Here’s what I rarely, if ever, observed: People truly listening. People asking questions of people who view the world differently than them. People seeking to understand.

To paraphrase G. K. Chesterton, it’s not that we have tried to engage in gracious, thoughtful political dialogue and found it wanting — it’s that we have found it difficult and not tried. We have told people what they think rather than asking them. We have refused to believe their reasons, choosing to trust our own stereotypes. We haven’t listened to their stories — we’ve made them shallow caricatures in a story of our own creation.

I expect I have noticed this acutely the past several years during the 2008 and 2012 elections, because those were the first elections when so many of us were on Facebook in a presidential election year. But of course, politics, not to mention religion, has been a taboo topic of discussion for years, long before the Internet. It is tragic that those two disciplines that capture the depths of human values and meaning — religion and politics — are considered off-limits for many of our conversations. I expect much of this revolves around our need to be right, and our fear of people who see the world differently.

I’ve given this a lot of thought, as a friend of mine has continually jabbed at supporters of the other candidate, goading them to respond to some of the more troublesome aspects of their candidate’s platform. Always done in a shaming, blaming way. Not surprisingly, no one took my friend up on the offer to explain.

But let me make a few friendly suggestions about how we might do this better four years from now.

The Wisdom of Listening

First, ask questions. And listen. Really listen. Don’t just wait for the person you disagree with to take a breath so you can shoot down their position. Listen seeking to understand. Assume that they are a person of good faith rather than an evil, bigoted hater. Don’t tell them why they’re wrong. Try to understand why they view the world the way they do. Affirm aspects of their values and perspectives that you can respect and admire, even if you might view things differently. Make it safe for them to share their deepest hopes and fears with you. In the Old Testament, Proverbs 18:13 says, “If one gives an answer before he hears, it is his folly and shame” (ESV). Are we practicing the wisdom of listening?

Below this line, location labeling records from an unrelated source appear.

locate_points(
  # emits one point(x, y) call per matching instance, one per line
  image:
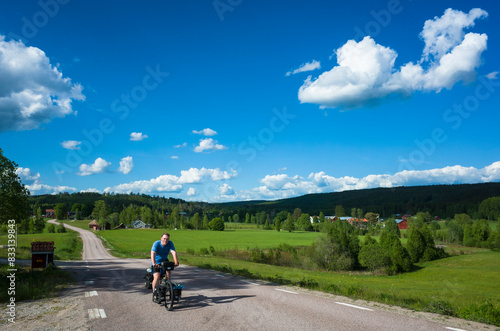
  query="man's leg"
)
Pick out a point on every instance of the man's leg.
point(156, 278)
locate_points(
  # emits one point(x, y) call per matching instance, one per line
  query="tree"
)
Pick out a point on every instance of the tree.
point(61, 211)
point(39, 221)
point(13, 194)
point(371, 217)
point(100, 212)
point(392, 227)
point(217, 224)
point(490, 208)
point(339, 211)
point(205, 222)
point(296, 213)
point(289, 224)
point(195, 220)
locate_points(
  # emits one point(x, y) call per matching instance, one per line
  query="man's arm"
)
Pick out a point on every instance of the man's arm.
point(153, 258)
point(174, 255)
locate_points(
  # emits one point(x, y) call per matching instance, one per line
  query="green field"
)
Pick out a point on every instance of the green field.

You will find that when you have asked questions, listened actively seeking to understand, and affirmed common ground, that you will develop trust. You will also have created a space where they may ask you questions and give you the same respect that you have shown them. They may even be willing to express respect for some of your values and vision.

Confession Is Good for the Soul

Then, admit to them the concerns you have about your own candidate/party, acknowledging that candidates, like the rest of humanity, have their weaknesses as well as their strengths. Then, and only then, might they feel safe enough to address the weaknesses in their candidate/party that trouble you. Few of us embrace the entire platform of the candidate we vote for. You may not change your friend’s vote. But you will have deepened a friendship. And opened a mind. You cannot wait for them to take the first step; you have to do it.

And whoever wins this election, be open to the possibility that some of their policies, all of which have been informed by advisors and embraced by close to half the population, might actually succeed. Hope and pray for the success of the candidate, even if you’re skeptical. Be more concerned about the good of the country than the success or failure of political parties.

When we remain open to the virtues and vision of our elected officials’ leadership, they may be more willing to listen to our legitimate concerns about those who might get left behind by their policies.

And maybe, just maybe, this sort of political engagement will catch on.